The technical details need not concern us too much here, suffice it to say that in order to stop banks gaming the system, regulators are attempting to impose a so-called “output floor”, tightly limiting the scope for easier capital requirements on risk weighted assets.

US banks won’t be nearly as badly hit by the measure as their European counterparts, which is no doubt why their regulators are gunning so hard for it.

Third comes the apparently never ending misery of misconduct fines, which for the US seem to have become just another way of further taxing the banks, particularly the European ones, routinely threatened as they are with removal of their dollar clearing licences should they try to resist. Nine years after the event, there is still no let up. It’s a classic case of justice delayed being justice denied.

Typically, banks to settle for around half the amount initially demanded, as now seems likely with Deutsche Bank, but even so, the fines seem to be assessed almost wholly on ability to pay rather than the extent of the misconduct itself. This renders raising more capital from investors a non starter. Why put up extra capital when you know it will just get snaffled by the US Department of Justice?

The political posturing involved is quite breathtaking. The Department of Justice is hoping to secure a giant omnibus settlement involving Deutsche, Credit Suisse and Barclays all rolled into one, timed for announcement just ahead of the presidential election. It’s Royal Bank of Scotland’s turn next – not good given that its exposure to the sub-prime debacle was even larger than Deutsche Bank’s.

On top of all this comes the challenge of fintech, which is threatening to eat the incumbents’ lunch.

Despite the parallels, Deutsche is not Lehman’s in redux. If necessary, Angela Merkel will bail the bank out, politically embarrassing though it will be for her. Whatever the cost, Germany is more than solvent enough to take the hit. Unlike previous legs in Europe’s interminable banking crisis, there is no risk of fiscal contagion.

What all this will do, however, is cause banks further to contract their balance sheets, perpetuating the wider economic impact of the crisis. It all goes to show that there is no mess quite so bad that government intervention to correct it won’t make even worse.

And there I was thinking that part of the purpose of Brexit was a bonfire of supposedly crippling European business regulation, including onerous labour market restrictions. Not at all. If anything, the new Government seems intent on beefing up the protections even further with its own home grown variety.
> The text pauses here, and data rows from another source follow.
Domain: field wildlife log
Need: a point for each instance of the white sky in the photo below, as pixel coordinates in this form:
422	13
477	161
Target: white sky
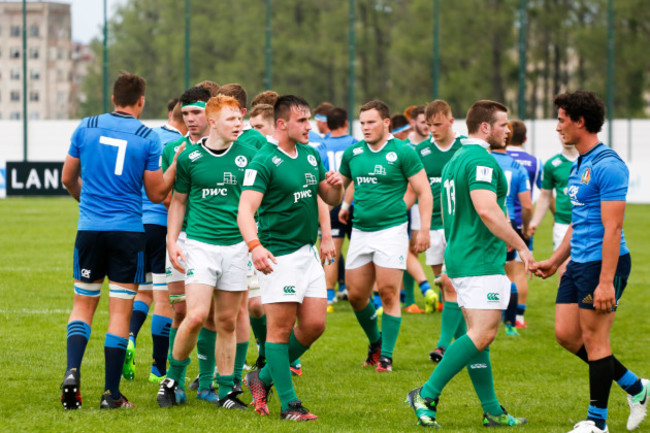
88	17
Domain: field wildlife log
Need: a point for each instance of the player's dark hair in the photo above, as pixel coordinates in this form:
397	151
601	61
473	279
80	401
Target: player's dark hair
212	87
284	104
378	105
171	104
266	97
236	91
336	118
582	103
518	135
482	111
128	88
397	121
195	94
Theresa May plans to make “improving the security and rights of ordinary working people” a key part of her message to the Conservative Party conference this week. "Responsible capitalism" is the name of the game.

This is a noble aim, as well as astute politics. In Sports Direct, we’ve seen a particularly egregious example of the creeping return of Victorian working practices. It's been obvious for a long time that policy needs to respond to the digital age, as well as the ravages of globalisation.
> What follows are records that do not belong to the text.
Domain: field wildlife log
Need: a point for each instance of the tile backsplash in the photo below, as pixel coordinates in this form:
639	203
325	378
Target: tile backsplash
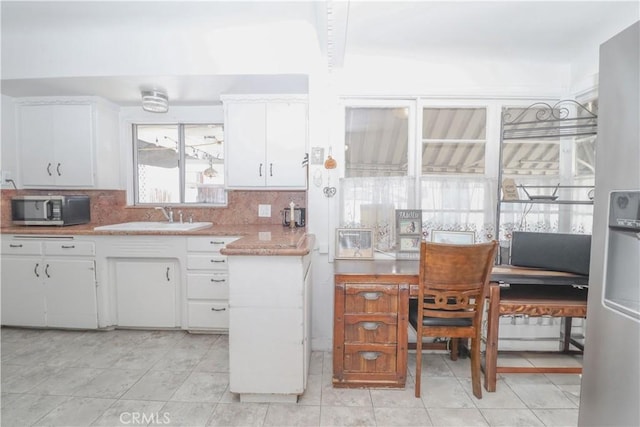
110	207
I’m sure the new Government will be measured in its approach. But however well intentioned, most labour market protections end up simply depriving someone else of a job. And when it comes to worker directors, and curbs on executive pay, which is another part of the Government’s agenda in this area, it turns into mere, but potentially quite damaging, political posturing and point scoring. Britain will need all the inward investment it can get post Brexit.
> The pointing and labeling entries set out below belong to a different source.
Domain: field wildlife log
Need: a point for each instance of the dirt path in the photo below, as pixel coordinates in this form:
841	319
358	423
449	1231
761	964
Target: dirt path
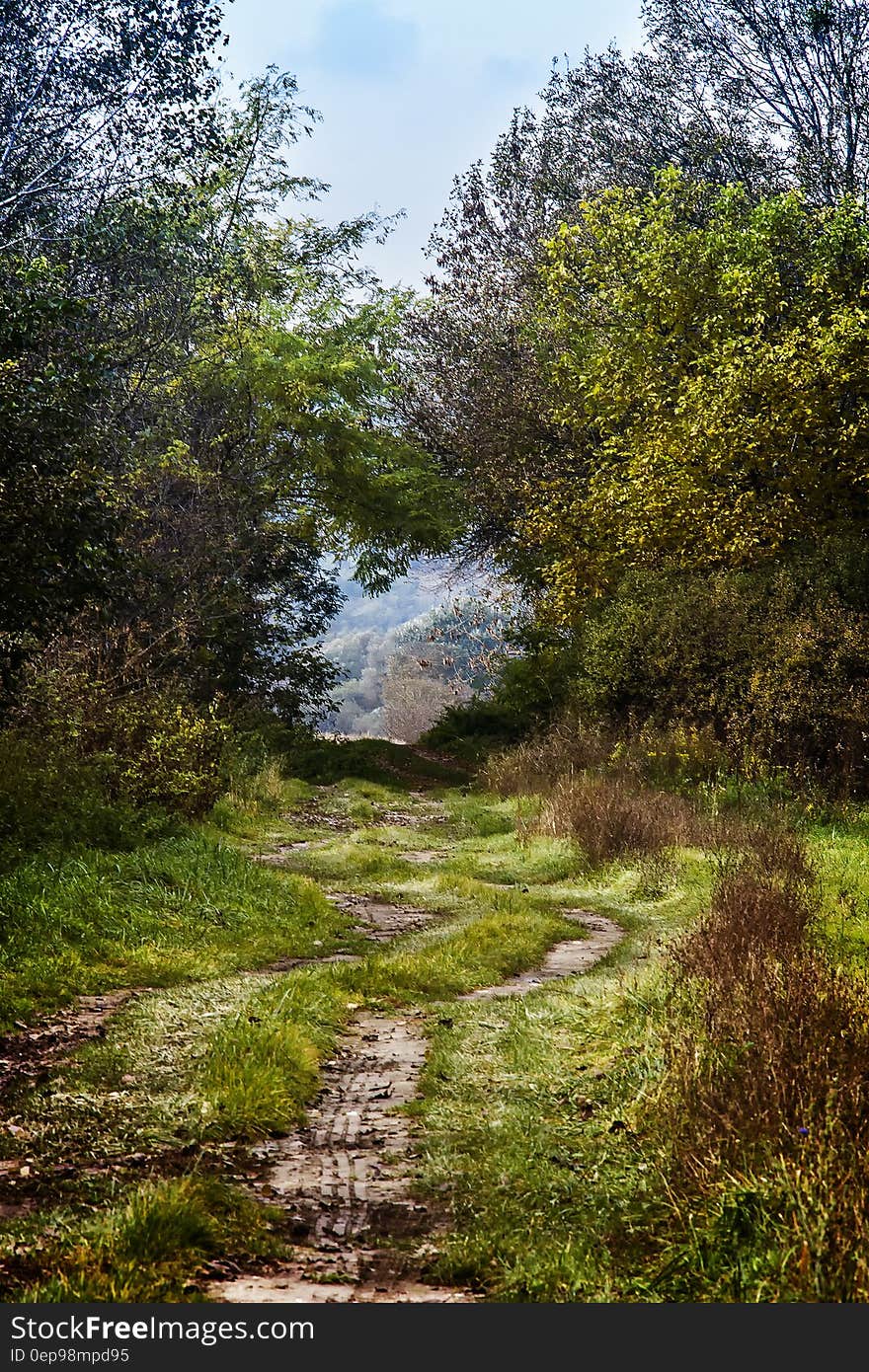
31	1054
348	1178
This scarcely looks a good way of going about it. An “up the workers” agenda can quite quickly turn into an anti-business one.

I do hope Tony Hayward enjoys Deepwater Horizon, the action packed movie based on the Gulf of Mexico oil spill he presided over as chief executive of BP. Since then, Mr Hayward has indeed managed to get his life back, his professed wish when attempting to manage the crisis. But perhaps not as much as he would have liked.

Even a few years back when the oil price was still riding high, investing in war torn Iraqi Kurdistan seemed a mad idea and so it has proved. Since their over-hyped peak two years ago, shares in his Genel Energy have lost 90pc of their value. He’s already bowed out as chief executive, and now he’s quitting as chairman. Plenty of time for going to the movies, then.